At some point I stopped asking questions. I think it had something to do with how quickly I moved through places, and that I didn’t feel I deserved people’s stories when I had no intention of staying and being able to live out new ones. Whatever the case, I admire the shit out of people who ask questions and pay attention. This applies to many other aspects of life too. I’ve become convinced that the person I will marry is going to be some sort of scientist, simply because of the fact that curiosity acts as guide.

Many of my friends have this in common. An unwavering commitment to wonder and on the same side of the coin, the ability to be amazed. Nikki and I both shared collective joy as we wound our way through the windy roads towards our home for the following three days. The gum trees, wild as far as the eye could see. Rivers winding through, two ladies with a wild love for the world and each other.

After some fish and chips at a Fox & Hound Tavern (with an extremely questionable frosting like texture on the ceiling, walls, and everywhere they could whip up more paste for it), a beer, and thirty one hours of travel, we made it to our shack. A small place with handmade wooden tables and cabinetry, a wide leather couch, and a wood burning stove.

I was delighted to find that our hosts had prepped the fireplace for us to simply light a match and enjoy. We lit the fire, poured a beautiful glass of Gamay, and wandered the rest of the home to see our outdoor tub overlooking a rivulet. This place has always enchanted me, and to be able to enjoy it in a place that felt so much like the kind of home I would have for myself… well it felt all exactly right as it should be.

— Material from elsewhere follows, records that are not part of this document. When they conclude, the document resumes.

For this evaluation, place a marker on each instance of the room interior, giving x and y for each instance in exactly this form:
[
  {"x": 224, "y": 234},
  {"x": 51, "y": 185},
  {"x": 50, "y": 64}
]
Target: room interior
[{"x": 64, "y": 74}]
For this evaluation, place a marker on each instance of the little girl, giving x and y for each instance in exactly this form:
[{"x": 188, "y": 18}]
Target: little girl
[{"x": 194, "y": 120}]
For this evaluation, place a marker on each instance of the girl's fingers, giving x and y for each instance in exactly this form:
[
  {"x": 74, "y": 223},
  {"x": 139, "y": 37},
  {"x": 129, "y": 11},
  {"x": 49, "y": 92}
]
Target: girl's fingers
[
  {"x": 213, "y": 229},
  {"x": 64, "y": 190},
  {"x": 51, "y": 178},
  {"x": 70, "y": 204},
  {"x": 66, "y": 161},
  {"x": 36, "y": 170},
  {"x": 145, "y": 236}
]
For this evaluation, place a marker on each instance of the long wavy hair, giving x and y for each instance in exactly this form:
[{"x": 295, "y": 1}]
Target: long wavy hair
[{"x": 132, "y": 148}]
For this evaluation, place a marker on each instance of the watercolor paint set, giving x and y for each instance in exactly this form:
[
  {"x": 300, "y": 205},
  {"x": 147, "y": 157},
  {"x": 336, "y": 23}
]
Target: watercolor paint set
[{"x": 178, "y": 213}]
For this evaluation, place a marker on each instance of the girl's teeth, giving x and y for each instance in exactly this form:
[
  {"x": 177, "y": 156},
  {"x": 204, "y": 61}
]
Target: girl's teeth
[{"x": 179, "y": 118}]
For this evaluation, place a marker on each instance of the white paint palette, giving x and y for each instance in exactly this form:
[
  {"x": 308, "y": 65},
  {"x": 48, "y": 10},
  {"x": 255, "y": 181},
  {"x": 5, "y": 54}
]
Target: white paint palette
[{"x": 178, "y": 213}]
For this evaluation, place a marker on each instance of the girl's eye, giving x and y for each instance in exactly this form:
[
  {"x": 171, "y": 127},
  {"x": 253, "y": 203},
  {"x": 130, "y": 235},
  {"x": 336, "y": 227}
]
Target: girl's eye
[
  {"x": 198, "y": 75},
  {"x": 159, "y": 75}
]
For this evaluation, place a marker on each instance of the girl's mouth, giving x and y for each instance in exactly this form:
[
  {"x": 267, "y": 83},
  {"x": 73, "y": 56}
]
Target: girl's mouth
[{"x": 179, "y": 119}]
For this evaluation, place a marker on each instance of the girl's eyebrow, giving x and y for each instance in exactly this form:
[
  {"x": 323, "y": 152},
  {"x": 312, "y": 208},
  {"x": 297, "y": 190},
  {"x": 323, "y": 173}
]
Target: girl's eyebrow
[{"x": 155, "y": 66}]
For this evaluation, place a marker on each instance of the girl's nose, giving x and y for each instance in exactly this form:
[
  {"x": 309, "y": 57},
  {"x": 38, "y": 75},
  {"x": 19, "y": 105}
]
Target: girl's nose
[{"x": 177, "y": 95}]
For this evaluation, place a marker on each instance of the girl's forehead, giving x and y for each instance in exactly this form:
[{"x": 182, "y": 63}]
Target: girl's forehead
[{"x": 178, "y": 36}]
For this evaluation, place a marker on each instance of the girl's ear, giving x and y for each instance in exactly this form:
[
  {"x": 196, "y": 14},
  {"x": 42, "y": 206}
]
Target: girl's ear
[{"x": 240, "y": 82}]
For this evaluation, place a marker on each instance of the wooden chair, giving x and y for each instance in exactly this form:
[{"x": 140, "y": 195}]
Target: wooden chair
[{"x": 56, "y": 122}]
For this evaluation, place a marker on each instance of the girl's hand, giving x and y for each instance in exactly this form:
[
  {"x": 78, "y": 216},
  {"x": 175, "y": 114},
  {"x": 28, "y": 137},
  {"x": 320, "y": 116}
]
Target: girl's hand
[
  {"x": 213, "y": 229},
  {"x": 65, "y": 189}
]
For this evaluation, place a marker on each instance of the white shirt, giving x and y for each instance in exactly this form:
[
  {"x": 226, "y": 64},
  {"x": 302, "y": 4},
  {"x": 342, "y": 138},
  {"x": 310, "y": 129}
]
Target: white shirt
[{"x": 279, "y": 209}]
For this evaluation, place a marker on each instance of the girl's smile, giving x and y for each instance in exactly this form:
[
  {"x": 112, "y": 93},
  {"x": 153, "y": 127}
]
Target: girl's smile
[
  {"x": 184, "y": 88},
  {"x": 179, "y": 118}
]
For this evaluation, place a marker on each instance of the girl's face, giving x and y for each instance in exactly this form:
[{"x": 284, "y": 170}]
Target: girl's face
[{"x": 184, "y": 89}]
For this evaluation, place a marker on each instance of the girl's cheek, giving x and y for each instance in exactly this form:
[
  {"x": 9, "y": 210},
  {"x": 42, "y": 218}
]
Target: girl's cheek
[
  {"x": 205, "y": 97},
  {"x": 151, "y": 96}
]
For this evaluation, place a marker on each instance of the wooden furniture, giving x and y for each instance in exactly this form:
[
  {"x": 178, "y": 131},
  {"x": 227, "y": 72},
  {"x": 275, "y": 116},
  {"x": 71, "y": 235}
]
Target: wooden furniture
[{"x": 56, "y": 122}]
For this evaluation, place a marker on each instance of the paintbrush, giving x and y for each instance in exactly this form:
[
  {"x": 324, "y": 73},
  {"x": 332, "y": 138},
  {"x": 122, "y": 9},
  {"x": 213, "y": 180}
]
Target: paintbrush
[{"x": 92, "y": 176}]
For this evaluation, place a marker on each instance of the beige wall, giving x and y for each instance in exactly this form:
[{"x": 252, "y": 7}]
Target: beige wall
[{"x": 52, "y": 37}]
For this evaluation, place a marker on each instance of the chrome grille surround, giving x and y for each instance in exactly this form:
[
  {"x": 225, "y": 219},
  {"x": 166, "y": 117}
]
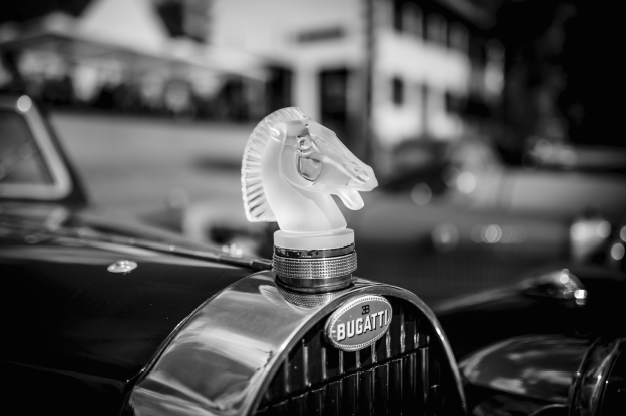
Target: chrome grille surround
[
  {"x": 223, "y": 359},
  {"x": 315, "y": 271}
]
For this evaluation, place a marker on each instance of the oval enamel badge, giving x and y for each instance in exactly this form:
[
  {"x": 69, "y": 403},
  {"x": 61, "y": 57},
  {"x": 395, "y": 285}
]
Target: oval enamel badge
[{"x": 358, "y": 323}]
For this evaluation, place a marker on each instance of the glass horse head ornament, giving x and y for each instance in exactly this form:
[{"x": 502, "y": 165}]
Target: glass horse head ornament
[{"x": 291, "y": 167}]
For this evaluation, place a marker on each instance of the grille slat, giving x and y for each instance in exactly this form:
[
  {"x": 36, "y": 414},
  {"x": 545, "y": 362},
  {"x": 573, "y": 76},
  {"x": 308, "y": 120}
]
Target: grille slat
[
  {"x": 391, "y": 377},
  {"x": 381, "y": 389},
  {"x": 395, "y": 387}
]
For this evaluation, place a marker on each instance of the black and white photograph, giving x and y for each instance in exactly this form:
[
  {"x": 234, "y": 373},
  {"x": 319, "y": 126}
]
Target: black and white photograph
[{"x": 312, "y": 207}]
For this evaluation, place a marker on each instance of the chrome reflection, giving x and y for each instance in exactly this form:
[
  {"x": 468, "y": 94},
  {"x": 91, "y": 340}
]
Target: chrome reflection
[
  {"x": 224, "y": 355},
  {"x": 556, "y": 284}
]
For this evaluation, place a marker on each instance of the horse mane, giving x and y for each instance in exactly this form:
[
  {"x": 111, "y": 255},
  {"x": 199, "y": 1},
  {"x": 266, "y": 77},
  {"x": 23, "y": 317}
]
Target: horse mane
[{"x": 255, "y": 203}]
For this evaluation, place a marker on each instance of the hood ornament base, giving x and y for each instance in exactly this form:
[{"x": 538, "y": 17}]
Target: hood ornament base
[
  {"x": 291, "y": 166},
  {"x": 315, "y": 271}
]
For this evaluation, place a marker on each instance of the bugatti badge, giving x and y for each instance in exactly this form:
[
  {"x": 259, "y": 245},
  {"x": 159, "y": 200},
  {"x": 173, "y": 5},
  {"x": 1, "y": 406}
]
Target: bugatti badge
[{"x": 358, "y": 323}]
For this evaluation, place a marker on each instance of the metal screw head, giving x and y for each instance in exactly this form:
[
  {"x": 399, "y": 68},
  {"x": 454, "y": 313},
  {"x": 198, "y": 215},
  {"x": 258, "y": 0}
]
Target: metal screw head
[{"x": 122, "y": 266}]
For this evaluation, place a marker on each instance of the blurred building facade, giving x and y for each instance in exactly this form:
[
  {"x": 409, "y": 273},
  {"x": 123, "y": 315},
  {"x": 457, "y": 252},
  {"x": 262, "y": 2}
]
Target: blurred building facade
[
  {"x": 381, "y": 73},
  {"x": 417, "y": 70},
  {"x": 138, "y": 57}
]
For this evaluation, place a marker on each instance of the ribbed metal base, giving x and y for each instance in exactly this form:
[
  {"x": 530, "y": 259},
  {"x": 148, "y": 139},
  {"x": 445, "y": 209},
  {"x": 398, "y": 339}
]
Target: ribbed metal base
[{"x": 315, "y": 271}]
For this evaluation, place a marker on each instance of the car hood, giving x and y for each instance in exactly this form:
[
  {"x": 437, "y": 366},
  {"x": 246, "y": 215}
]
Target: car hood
[
  {"x": 64, "y": 311},
  {"x": 518, "y": 310}
]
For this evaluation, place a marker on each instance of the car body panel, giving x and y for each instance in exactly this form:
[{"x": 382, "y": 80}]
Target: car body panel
[
  {"x": 73, "y": 326},
  {"x": 239, "y": 347}
]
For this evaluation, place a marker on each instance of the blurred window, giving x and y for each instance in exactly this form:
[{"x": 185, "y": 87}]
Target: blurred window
[
  {"x": 20, "y": 159},
  {"x": 412, "y": 19},
  {"x": 397, "y": 15},
  {"x": 477, "y": 50},
  {"x": 398, "y": 91},
  {"x": 30, "y": 164},
  {"x": 320, "y": 35},
  {"x": 437, "y": 29}
]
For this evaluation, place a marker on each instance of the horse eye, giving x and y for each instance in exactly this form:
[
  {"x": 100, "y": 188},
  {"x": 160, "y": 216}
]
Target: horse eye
[
  {"x": 309, "y": 168},
  {"x": 304, "y": 143}
]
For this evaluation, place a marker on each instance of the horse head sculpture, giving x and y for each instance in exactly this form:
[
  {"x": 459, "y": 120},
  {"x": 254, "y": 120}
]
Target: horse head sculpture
[{"x": 291, "y": 167}]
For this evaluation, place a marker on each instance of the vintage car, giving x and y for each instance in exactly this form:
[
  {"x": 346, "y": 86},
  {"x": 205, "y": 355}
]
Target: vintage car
[
  {"x": 555, "y": 339},
  {"x": 457, "y": 221},
  {"x": 103, "y": 315}
]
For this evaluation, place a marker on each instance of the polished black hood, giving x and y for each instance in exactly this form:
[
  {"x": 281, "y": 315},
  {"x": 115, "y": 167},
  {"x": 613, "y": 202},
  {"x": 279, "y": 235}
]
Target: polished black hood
[{"x": 65, "y": 316}]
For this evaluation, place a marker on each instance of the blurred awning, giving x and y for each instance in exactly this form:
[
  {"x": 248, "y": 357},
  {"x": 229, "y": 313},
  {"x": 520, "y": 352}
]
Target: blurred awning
[{"x": 126, "y": 32}]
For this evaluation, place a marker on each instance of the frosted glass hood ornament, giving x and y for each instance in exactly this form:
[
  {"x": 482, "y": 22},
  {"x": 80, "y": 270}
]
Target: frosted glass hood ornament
[{"x": 291, "y": 167}]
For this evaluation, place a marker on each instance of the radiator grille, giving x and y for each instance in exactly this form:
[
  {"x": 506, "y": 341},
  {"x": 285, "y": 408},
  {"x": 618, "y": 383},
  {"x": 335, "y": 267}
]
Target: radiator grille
[{"x": 398, "y": 375}]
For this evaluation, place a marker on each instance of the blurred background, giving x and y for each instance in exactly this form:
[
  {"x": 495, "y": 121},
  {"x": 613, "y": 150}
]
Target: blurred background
[{"x": 494, "y": 126}]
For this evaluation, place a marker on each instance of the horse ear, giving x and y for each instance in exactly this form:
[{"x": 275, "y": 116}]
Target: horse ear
[{"x": 255, "y": 203}]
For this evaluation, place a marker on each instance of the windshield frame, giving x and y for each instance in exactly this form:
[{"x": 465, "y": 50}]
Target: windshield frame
[{"x": 61, "y": 185}]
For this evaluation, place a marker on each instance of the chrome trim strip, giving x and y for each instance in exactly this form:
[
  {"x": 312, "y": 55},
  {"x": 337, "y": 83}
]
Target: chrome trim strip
[
  {"x": 225, "y": 356},
  {"x": 592, "y": 376},
  {"x": 62, "y": 183}
]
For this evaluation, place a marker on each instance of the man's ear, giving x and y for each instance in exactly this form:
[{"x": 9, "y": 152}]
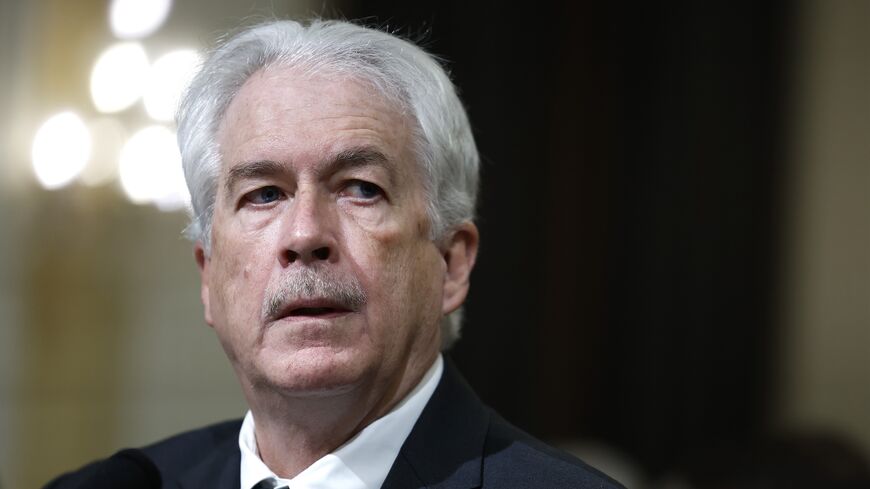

I believe in synchronicities and the ache in our hearts when we feel we have landed somewhere we are meant to. I believe that there are lessons along the way, and that joy is an indicator that your * soul * is on the right track. I believe in thoughtfulness, and taking care of each other. I do not believe that any of us are supposed to ‘do it alone’ and I am angry at the myth of individuality. Good friendships are hard to find, and they require time and effort to keep alive. Love is what we have to feed and care for and build between us, each other and the living world that sustains us.

And love is exactly what moves us to travel around the world for the chance to spend time, our precious life’s time, with the people that make it all mean something. Love is what you feel as you fall into the couch knowing there is nowhere else on earth you would rather be. It is the sturdy joy that travels with you and warms you the same way wood burning stoves do. All the way through.